Schwietert founded his own production company Neapel Film and went on to direct numerous documentaries for film and television, often focusing on music and social change. Following his first feature-length film "Der Schatten ist lang" ("Long Shadow - Jura Soyfer and His Contemporaries", 1994), he enjoyed international success with his second feature "A Tickle in the Heart" (DE/CH 1996), a documentary on the Epstein Brothers, a Jewish Klezmer trio. The film won the Artur-Brauner-Preis, the documentary award at the Chicago Film Festival and the Bavarian Film Award.
Schwietert next directed "Im Warteraum Gottes" (CH/DE 1998), a TV documentary on Holocaust survivors who spend their senior years in Florida. With "El Acordéon del Diablo" (DE/CH 2000), "Voyage Oriental - The George Gruntz Concert Jass Band in Turkey" (2001), "Liebeslieder" (2001), "Das Alphorn" (2003) and "Accordion Tribe" (2004), Schwietert completed a string of documentaries which all portray different artists, instruments and musical traditions.

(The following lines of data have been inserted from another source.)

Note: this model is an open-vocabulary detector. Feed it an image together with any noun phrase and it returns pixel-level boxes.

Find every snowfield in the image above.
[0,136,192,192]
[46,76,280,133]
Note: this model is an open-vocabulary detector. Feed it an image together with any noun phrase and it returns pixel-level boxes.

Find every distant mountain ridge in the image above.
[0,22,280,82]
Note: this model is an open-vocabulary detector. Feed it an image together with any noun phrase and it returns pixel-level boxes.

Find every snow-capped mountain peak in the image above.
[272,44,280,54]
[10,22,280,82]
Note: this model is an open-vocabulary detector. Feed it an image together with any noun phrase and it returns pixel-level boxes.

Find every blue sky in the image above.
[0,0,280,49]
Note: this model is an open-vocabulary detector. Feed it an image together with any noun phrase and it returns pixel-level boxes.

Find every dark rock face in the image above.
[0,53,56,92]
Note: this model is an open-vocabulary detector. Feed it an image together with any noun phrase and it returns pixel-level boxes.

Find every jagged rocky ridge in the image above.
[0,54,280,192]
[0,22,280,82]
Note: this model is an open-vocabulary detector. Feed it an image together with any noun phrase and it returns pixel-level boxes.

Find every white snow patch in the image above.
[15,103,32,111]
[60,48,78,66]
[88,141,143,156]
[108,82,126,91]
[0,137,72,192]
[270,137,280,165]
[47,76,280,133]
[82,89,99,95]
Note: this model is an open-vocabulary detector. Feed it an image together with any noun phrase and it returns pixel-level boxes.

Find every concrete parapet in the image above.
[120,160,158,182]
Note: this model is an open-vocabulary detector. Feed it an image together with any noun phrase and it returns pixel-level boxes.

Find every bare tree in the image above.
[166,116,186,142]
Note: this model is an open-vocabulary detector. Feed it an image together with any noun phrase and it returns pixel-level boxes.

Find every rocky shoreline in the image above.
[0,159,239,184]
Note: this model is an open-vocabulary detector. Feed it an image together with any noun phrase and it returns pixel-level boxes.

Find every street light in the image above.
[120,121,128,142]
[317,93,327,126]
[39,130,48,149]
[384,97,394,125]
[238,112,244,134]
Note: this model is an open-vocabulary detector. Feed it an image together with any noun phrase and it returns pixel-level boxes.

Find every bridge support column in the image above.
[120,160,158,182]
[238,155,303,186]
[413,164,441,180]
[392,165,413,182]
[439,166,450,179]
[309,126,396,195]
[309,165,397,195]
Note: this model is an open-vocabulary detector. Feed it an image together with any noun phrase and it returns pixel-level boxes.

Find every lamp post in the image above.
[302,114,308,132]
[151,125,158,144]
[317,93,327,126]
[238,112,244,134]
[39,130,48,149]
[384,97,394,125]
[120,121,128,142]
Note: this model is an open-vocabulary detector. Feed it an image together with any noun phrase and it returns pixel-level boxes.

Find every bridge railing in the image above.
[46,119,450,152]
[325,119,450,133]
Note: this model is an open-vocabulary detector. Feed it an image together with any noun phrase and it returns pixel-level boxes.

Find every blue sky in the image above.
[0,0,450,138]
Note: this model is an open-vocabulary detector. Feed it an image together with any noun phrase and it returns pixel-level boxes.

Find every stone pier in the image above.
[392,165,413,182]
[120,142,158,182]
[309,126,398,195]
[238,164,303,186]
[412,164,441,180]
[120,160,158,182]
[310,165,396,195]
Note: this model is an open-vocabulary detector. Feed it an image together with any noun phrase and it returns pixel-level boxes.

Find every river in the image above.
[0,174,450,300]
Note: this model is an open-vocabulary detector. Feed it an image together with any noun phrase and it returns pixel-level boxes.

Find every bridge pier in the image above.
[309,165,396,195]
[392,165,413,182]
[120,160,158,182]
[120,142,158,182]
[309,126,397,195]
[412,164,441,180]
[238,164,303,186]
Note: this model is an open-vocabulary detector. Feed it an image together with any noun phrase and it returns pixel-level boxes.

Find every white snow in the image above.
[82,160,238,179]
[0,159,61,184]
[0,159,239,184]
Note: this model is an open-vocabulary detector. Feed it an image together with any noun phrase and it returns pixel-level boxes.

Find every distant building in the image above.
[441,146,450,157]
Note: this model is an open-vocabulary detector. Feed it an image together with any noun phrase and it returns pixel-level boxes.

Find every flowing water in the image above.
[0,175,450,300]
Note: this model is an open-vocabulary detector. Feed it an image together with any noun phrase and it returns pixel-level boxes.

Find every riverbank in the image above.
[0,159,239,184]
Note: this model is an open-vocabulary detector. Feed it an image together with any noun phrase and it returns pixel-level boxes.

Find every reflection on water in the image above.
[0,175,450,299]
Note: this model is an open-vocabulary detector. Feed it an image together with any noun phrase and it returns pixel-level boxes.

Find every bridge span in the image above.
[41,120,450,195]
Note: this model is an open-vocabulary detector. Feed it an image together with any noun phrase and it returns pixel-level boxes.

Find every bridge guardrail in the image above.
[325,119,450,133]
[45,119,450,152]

Schwietert's "Heimatklänge" ("Echoes of Home", CH/DE 2007) explored the human voice as the most immediate form of expression and mankind's universal instrument and went on to win numerous accolades, including the Swiss Film Award. The same year, he portrayed the Vienna Art Orchestra in "Big Band Poesie (2007).
After "Balkan Melodie" (DE/CH/BG 2012), Schwietert accompanied legendary pop musician, theorist and activist Bill Drummond for the documentary "Imagine Waking Up Tomorrow And All Music Has Disappeared" (CH/DE 2015), which explores the idea of a world which has to re-invent music from scratch.